In our future study, we will extend the results of this work to cover non-Gaussian PPCA, kernel density PPCA, probabilistic independent component analysis (PICA), and unsupervised mixture model cluster analysis problems as well as choosing the best subset of the genes using the genetic algorithm (GA) with ICOMP as the fitness function and compare their performances with other strategies. Our results will be published and reported separately.

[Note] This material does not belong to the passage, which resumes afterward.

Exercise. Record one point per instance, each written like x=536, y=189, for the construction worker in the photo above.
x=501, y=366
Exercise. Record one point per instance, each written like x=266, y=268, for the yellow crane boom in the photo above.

Availability of Supporting Data. The publicly data sets are available at http://www.biomedcentral.com/1471-2105/7/228#B9.

Conflict of Interests

The authors declare that there is no conflict of interests regarding the publication of this paper.

Acknowledgments

Esra Pamukçu would like to thank the Council of Higher Education of Turkey for funding to work with Professor Hamparsum Bozdogan at the University of Tennessee in Knoxville, USA, for three months as a Visiting Doctoral Scholar. Also the supervision and the hospitality of Professor Bozdogan as her coadvisor on these problems are acknowledged and greatly appreciated. Esra would like to thank Professor Çalık as her Department Head for allowing her to visit USA. The authors appreciate the careful reading of this paper by Dr. Kirk Bozdogan of MIT and making valuable comments and corrections, which resulted in the improvement of the paper. The authors also acknowledge the comments and recommendations of anonymous reviewer(s) that improved the quality of this paper. SARIF Publication Award for Professor Bozdogan from the University Tennessee Research Office is greatly acknowledged.